If I have a CSV with (simple case) the header and one row of data, where some of the values are not there (null) like this:
name,surname,age
John,,32
and the relative catalog is like this:
MyDataTable:
Type: AWS::Glue::Table
DependsOn: CatalogDatabaseName
Properties:
CatalogId: !Ref AWS::AccountId
DatabaseName: my_db
TableInput:
Name: my_data
TableType: EXTERNAL_TABLE
Parameters: {
"skip.header.line.count": "1",
"compressionType": "none",
"classification": "csv",
"columnsOrdered": "true",
"areColumnsQuoted": "true",
"delimiter": ",",
"typeOfData": "file",
"header": "true",
"inferSchema": false,
"quote": "\"",
"escape": "\""
}
StorageDescriptor:
OutputFormat: org.apache.hadoop.hive.ql.io.HiveIgnoreKeyTextOutputFormat
Columns:
- Name: name
Type: string
- Name: surname
Type: string
- Name: age
Type: int
InputFormat: org.apache.hadoop.mapred.TextInputFormat
Location: s3://somewhere/
SerdeInfo:
SerializationLibrary: org.apache.hadoop.hive.serde2.OpenCSVSerde
if I try to read the data through the catalog in this way (via Spark):
glueContext.getCatalogSource(
database = "my_db",
tableName = "my_data")
.getDynamicFrame()
.printSchema()
I can see that the column surname
is gone because there is no data for that specific column:
root
|-- name: string
|-- age: int
How can I avoid that Glue/AWS drops that column and generally any empty column?
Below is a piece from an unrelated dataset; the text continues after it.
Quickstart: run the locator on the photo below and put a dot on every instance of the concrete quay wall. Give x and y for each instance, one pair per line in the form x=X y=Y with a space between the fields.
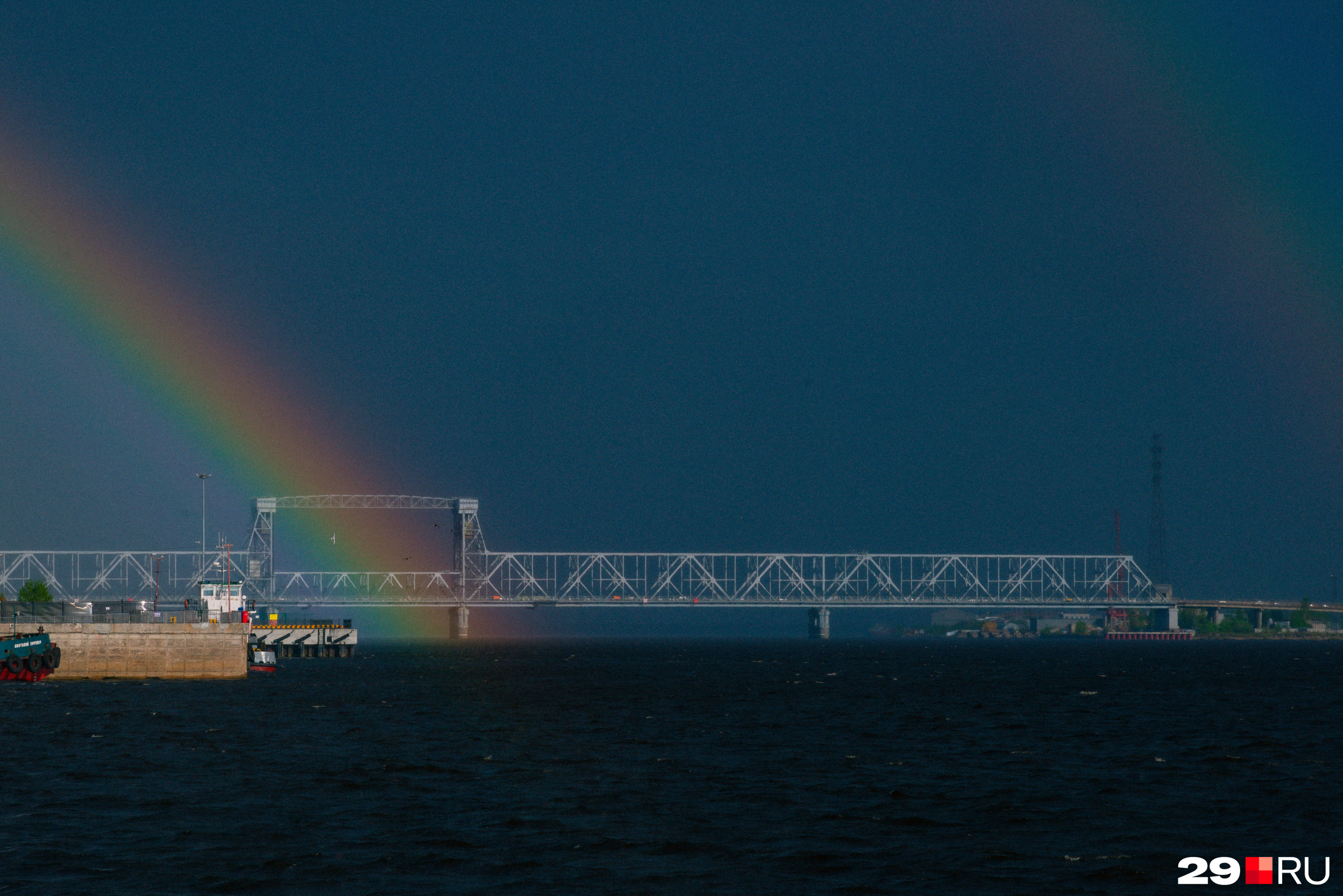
x=150 y=651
We observed the same behaviour on our side. For the record—not all values should be empty in a column for the bug to appear—it is enough to have empty values in one partition.
This is not exactly a solution—rather a fix: I solved it by using Glue 1.0—not Glue 2.0.
The difference in Glue versions was the only difference between our Test and Prod environments and I could not grasp why the job was failing on prod, but running on test for a loooong time.